In Brewer’s hands, dark matter dons a lighter guise, seemingly emanating rather than absorbing energy. Against a radiant cobalt blue field, soft lattices of diaphanous white forms seem to hover fluidly, as though suspended in water. Eschewing the hard-edged naturalism of the still-life paintings which he has more often shown, Brewer’s dark matter embodies a translucence which intrigues and delights.

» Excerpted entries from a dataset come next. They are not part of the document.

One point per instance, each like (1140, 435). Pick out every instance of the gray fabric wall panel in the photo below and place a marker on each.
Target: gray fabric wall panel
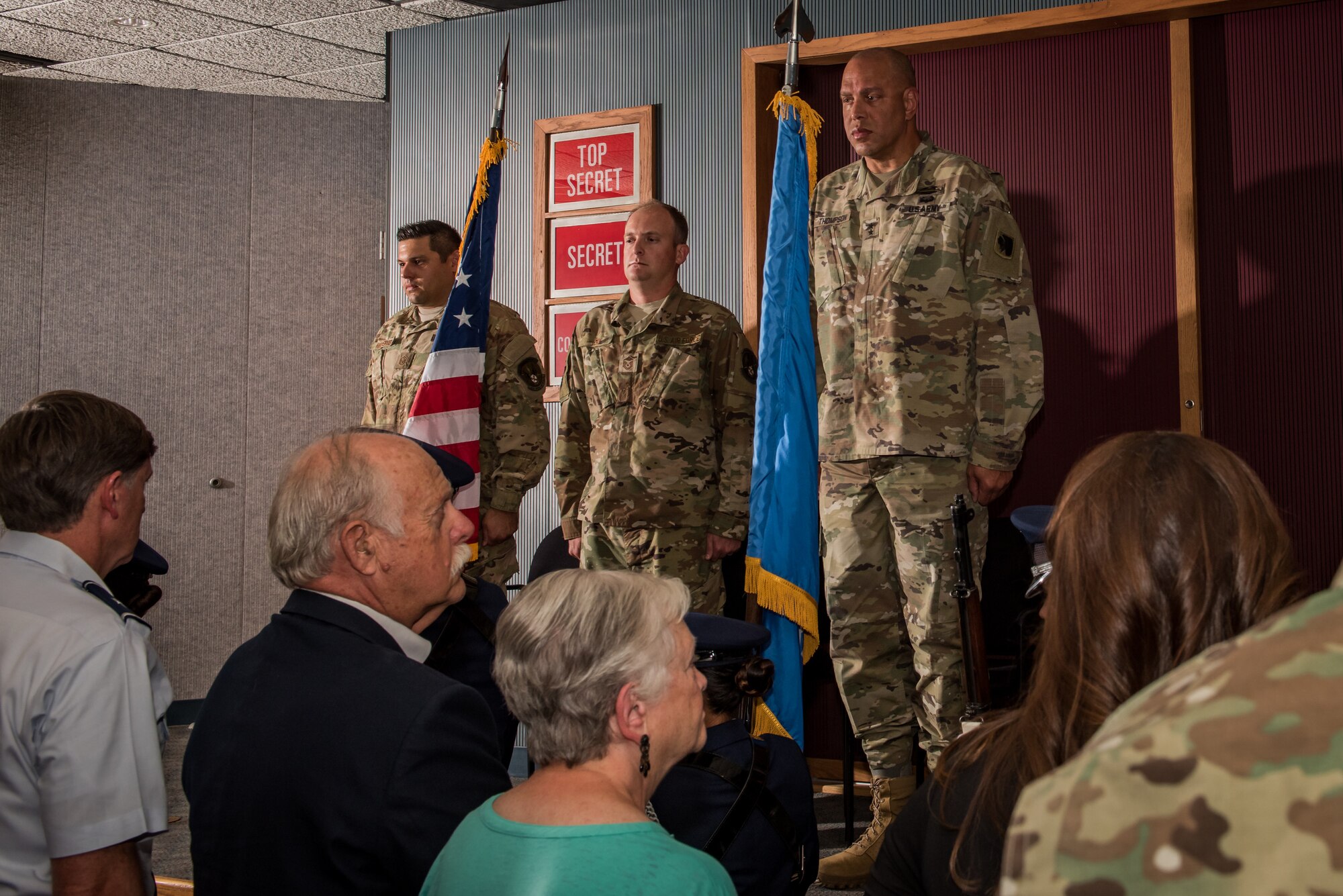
(210, 262)
(316, 295)
(154, 317)
(24, 162)
(589, 55)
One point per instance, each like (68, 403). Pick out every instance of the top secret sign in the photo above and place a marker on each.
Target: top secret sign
(594, 168)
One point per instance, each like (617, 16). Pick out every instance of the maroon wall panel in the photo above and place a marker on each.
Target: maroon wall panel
(1270, 125)
(1080, 129)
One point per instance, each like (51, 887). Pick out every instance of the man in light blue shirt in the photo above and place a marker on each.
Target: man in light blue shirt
(83, 694)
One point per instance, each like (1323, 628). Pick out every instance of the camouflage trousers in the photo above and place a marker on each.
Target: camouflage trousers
(895, 628)
(496, 564)
(669, 553)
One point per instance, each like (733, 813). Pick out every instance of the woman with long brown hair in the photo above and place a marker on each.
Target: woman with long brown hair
(1162, 545)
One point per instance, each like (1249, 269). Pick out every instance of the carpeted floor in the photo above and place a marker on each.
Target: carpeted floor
(173, 851)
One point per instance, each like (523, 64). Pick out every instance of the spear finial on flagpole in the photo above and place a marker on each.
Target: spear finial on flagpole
(794, 26)
(500, 95)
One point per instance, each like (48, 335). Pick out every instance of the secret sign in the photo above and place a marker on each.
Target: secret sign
(594, 168)
(588, 255)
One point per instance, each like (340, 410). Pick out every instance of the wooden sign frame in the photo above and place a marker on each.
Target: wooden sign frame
(543, 133)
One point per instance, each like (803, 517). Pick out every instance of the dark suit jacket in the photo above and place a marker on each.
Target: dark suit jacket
(691, 804)
(326, 761)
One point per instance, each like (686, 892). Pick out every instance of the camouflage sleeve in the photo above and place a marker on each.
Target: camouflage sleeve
(734, 375)
(1008, 358)
(370, 407)
(573, 451)
(515, 416)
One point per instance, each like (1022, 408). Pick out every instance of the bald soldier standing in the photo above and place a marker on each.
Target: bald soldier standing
(929, 366)
(653, 463)
(515, 434)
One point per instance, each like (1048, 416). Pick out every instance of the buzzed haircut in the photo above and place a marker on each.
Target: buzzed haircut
(57, 448)
(680, 227)
(899, 62)
(443, 238)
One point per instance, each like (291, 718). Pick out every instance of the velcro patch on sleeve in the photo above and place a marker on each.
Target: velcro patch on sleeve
(1003, 251)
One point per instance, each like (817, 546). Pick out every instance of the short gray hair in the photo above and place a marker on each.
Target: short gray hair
(327, 485)
(567, 646)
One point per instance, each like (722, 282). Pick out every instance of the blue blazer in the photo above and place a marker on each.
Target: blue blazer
(326, 761)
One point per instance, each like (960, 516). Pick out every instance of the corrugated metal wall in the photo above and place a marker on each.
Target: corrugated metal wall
(589, 55)
(1270, 105)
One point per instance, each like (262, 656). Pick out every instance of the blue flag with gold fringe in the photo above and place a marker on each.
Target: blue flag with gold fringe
(784, 550)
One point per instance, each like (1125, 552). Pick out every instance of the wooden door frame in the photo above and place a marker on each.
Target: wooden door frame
(762, 72)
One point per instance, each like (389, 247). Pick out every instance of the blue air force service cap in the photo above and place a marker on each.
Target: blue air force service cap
(1032, 524)
(723, 642)
(456, 470)
(148, 560)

In the South Gallery, Debi Cable's “Glow,”a sprawling, immersive installation of flora and fauna depicted in fluorescent paint (think “black light”) and 3-D registration is overwhelming in its scope and intensity. It’s as though we’re seeing the world though the visible light range of another species. Punctuating the ultraviolet bath are Candice Gawne's mesmerizing glass sculptures, pulsing seductively with electrified tendrils of noble gases (those gas elements excited by an electrical current, like neon, krypton, and argon). Amid Cable’s enveloping, glowing garden, Gawne’s flickering artworks are a visual attractant as much as any flower.Lisa Schulte's wood and neon sculptures take a long view in their meditations on time, transience, and renewal.

Jamie Sweetman's gorgeous drawings of biotic systems never fail to thrill in their intricacy and depth, blending the elegance of a naturalist’s rendering with intriguing layering and overlays; her visual inquiries of plant and human physiology, and their similarities, are revealing on many levels.

The East Gallery hosted a special exhibit from Dr. Bruce Love, anthropologist, showcasing artifacts and a historical overview of Antelope Valley culture over the last several millennia.  Much as artwork does, this exhibition collapses time to yield new perspectives on the familiar and the invisible.